# Prepare .phn files to become Textgrids

The Corpus DIMEx100 contains segmented and labeled .phn files for phone and word tiers for each .wav file. However, the units of time are in miliseconds (instead of seconds) and the files contain headers that Praat scripts cannot read to create corresponding Textgrids from each .phn file.
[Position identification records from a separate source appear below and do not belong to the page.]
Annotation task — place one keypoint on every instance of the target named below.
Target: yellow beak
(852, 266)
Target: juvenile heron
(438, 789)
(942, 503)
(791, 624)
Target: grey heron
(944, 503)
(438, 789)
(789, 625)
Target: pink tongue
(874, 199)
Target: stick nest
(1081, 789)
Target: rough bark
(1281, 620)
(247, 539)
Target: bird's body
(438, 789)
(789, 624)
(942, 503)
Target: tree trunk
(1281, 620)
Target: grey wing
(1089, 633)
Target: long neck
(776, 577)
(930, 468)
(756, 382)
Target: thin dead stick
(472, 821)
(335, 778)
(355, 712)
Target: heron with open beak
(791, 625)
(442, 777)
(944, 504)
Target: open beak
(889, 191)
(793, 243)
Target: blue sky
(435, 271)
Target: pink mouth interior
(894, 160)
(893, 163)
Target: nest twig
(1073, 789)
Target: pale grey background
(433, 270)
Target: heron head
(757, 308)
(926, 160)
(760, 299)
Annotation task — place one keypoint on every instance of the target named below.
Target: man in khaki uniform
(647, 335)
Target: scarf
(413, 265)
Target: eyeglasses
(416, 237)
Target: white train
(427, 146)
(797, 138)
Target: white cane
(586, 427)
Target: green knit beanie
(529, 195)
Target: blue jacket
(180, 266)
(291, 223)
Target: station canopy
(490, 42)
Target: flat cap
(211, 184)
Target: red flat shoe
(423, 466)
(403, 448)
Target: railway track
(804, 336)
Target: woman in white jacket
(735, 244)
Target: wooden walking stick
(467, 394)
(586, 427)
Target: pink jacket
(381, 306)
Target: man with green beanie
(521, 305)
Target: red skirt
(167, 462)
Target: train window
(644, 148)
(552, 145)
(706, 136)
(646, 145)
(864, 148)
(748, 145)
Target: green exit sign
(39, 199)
This notebook will be used for the processing of these .phn files so that Textgrids can be generated.

In [28]:
import pandas as pd
import os
import csv

In [44]:
# find current working directory
os.getcwd()

'E:\\cbas_dime\\male'

In [43]:
# change cwd to folder containing .phn files
os.chdir("E:\\cbas_dime\\male")

In [45]:
# for loop to loop through each .phn folder in directory
# for loop to loop through each file in folder

folders = ["phn_word", "phn_phone"]

for f in folders:
    folder  = "E:\\cbas_dime\\male\\" + f
    files = os.listdir(folder)
    for file in files:
        # import file and specify delim as space and first 2 rows as header
        phn = pd.read_csv(folder + "/" + file, delim_whitespace = True, header = [0,1])
        
        # reset index
        phn = phn.reset_index()
        
        # rename cols
        phn.columns = ["0", "1", "2"]

        # divide first 2 cols by 1000
        phn["0"] = phn["0"].apply(lambda x: int(x)/1000)
        phn["1"] = phn["1"].apply(lambda x: int(x)/1000)

        # save new file
        phn.to_csv(folder + "/" + file, sep=' ', quoting=csv.QUOTE_NONE, escapechar='\\', index = False, header = None)

These files are then converted to TextGrids using a Praat script from Daniel Hirst 2010 and adapted by Annie Helms 2020. A second Praat script is used (Lennes, 2013) to extract F1, F2, and F3 for each phone in the TextGrids.